One of the most sensational New York City murders of 1937 involved artist, Robert Irwin, who brutally murdered three people on Easter Sunday. Nicknamed the “mad sculptor” by the newspapers, Irwin briefly boarded with Mary Gedeon and her two daughters, Veronica and Ethel at their Beekman Place apartment. Veronica was a model who posed for artists and crime magazines. Irwin became obsessed with Ethel, a twenty-year-old who expressed no romantic interest in Irwin. In a bizarre thought process, Irwin turned from thoughts of suicide to decapitating Ethel and sculpting her death mask. Not finding Ethel at home, Irwin strangled Mary and Veronica Gedeon and stabbed boarder Frank Byrnes to death in his sleep. Initially, the key suspects were Joseph Gedeon, Veronica’s father and her ex-husband Bobby. Veronica wrote in her diary that she often feared Bobby’s aggressive behavior. Police found an elaborate sculpture of soap at the crime scene and later realized that the name Bobby could also refer to the sculptor Robert Irwin.
Harold Schechter in his book The Mad Sculptor: The Maniac, the Model, and the Murder
that Shook the Nation talks about an endorsement given by Lou Hoover to an early bust Irwin crafted of Herbert Hoover. A look at Lou’s correspondence reveals that the endorsement came after a solicitation by Samuel Wardlaw, special investigator for the Los Angeles public library. Wardlaw presented his request in a letter dated July 31, 1929:
“I am enclosing a photograph of a bust of the President made by Robert Irwin a nineteen year old youth.
Robert, through unfortunate circumstances, spent some years in a state institution for boys and his talent was not discovered until after his release. Without any instruction whatever, he made the bust and the attention of Laredo Taft, the sculptor, was called to it. Mr. Taft now has the boy and is teaching him. A short note from you would greatly encourage this boy whom authorities feel has a great deal of talent.”
Wardlaw also included Robert Irwin’s letter to himself. Undoubtedly, Wardlaw counted on Lou being moved by the young man’s plight and by Irwin’s petition that “If she was to write me a letter it would sure boost my stock with Mr. Taft.”
Responding six days later, Lou wrote separate letters to both Wardlaw and to Irwin. To Wardlaw she penned:
“How generous of you to take such a personal interest in Robert Irwin about whom you write in your letter of July 31st. Indeed I shall be pleased to write him a note and because there is no address other than Chicago, I am enclosing it in the hope that you will forward it to him.
Trusting that you will be justified in your faith in Robert, I am…”
Irwin’s letter was also upbeat:
“Mr. Wardlaw has been kind enough to send to me a picture of the bust which you did of my husband, and I want to commend you for the high order of your work.
You are indeed fortunate to have been recognized by such a man as Mr. Taft and I hope that you will work long and hard and some day be a great sculptor.”

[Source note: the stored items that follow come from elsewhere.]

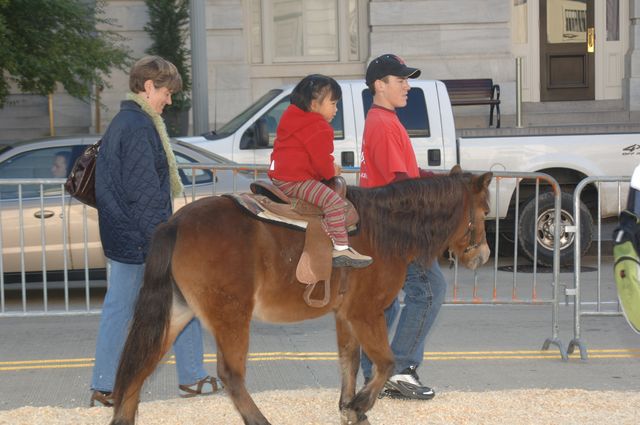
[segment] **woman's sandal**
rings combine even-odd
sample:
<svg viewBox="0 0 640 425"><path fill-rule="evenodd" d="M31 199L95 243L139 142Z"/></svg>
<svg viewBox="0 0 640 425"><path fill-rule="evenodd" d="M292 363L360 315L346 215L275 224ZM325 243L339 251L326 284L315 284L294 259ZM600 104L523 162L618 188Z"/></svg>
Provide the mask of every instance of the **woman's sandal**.
<svg viewBox="0 0 640 425"><path fill-rule="evenodd" d="M93 393L91 394L91 401L89 401L89 407L95 407L95 406L113 407L113 394L94 390Z"/></svg>
<svg viewBox="0 0 640 425"><path fill-rule="evenodd" d="M222 389L222 382L217 378L205 376L193 385L179 385L180 397L189 398L199 395L209 395Z"/></svg>

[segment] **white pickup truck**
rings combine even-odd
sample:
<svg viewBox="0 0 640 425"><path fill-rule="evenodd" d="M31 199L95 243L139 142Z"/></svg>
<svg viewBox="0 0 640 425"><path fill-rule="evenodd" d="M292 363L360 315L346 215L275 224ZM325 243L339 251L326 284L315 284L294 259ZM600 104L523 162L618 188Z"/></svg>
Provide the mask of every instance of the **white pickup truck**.
<svg viewBox="0 0 640 425"><path fill-rule="evenodd" d="M411 80L407 107L398 109L400 120L409 132L421 168L449 170L460 164L465 170L506 172L543 172L561 185L562 222L573 224L572 193L586 176L630 175L640 160L640 125L620 128L584 126L576 128L482 129L462 132L456 137L451 102L444 84L434 80ZM360 148L371 93L362 81L340 81L342 99L332 125L335 130L334 156L346 167L359 167ZM181 140L198 145L241 164L269 163L275 131L283 111L289 105L293 86L266 93L237 117L215 132ZM629 131L630 130L630 131ZM573 134L569 134L573 133ZM494 179L495 180L495 179ZM501 219L503 247L513 240L516 179L502 179L499 205L491 217ZM533 258L533 240L538 242L538 261L552 262L553 196L541 186L538 214L535 215L535 185L523 180L519 190L519 245L521 252ZM492 184L495 193L495 183ZM591 244L592 216L595 214L597 188L589 188L582 197L582 251ZM617 185L602 184L602 217L617 214ZM626 188L624 189L626 193ZM505 222L506 221L506 222ZM504 223L504 224L503 224ZM491 224L489 224L491 226ZM535 232L534 232L535 226ZM571 262L573 235L561 231L561 261ZM511 245L512 247L513 245ZM512 250L512 248L511 248Z"/></svg>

Perhaps Lou sensed she had made a serious mistake when she received Irwin’s response to her encouragement. Dated August 19, 1929 on “The Midway Studios of Chicago” letterhead, Irwin wrote:
“I have just received thru Mr. Wardlaw your kind letter of Aug. 6, and I want to thank you and to assure you that it will always be kept among my most treasured possessions. When I showed it to Mr. Taft he seemed very well pleased and he congratulated me warmly.
I made this bust in Los Angeles more than a year ago and I believe it has been destroyed. But I would like very much to make another bust of President Hoover and give it to you as a present if you would care to pay the cost of the bronze casting. Mr. Taft’s secretary told me this would amount to two hundred dollars. I would not ask you to pay for the casting but I haven’t the money myself. I can make it entirely from picture as I made the other one.
It would certainly be a wonderful thing for me if you should let me do this. I hope you give the matter some consideration.
I am sending you a few pictures of my work.
Hoping to hear from you.”
The selection of enclosed photographs included busts of Attila the Hun, Napoleon, Benito Mussolini, and Thomas A. Edison. This cast of characters would give anyone pause.
Irwin escaped the electric chair for a life sentence because of the skillful arguments made by his attorney, Samuel Leibowitz. Ironically, the actor Kirk Douglas befriended the “mad sculptor” while they attended St. Lawrence University in Canton, New York, and used Irwin as the model for his portrayal of Vincent van Gogh in the film Lust for Life.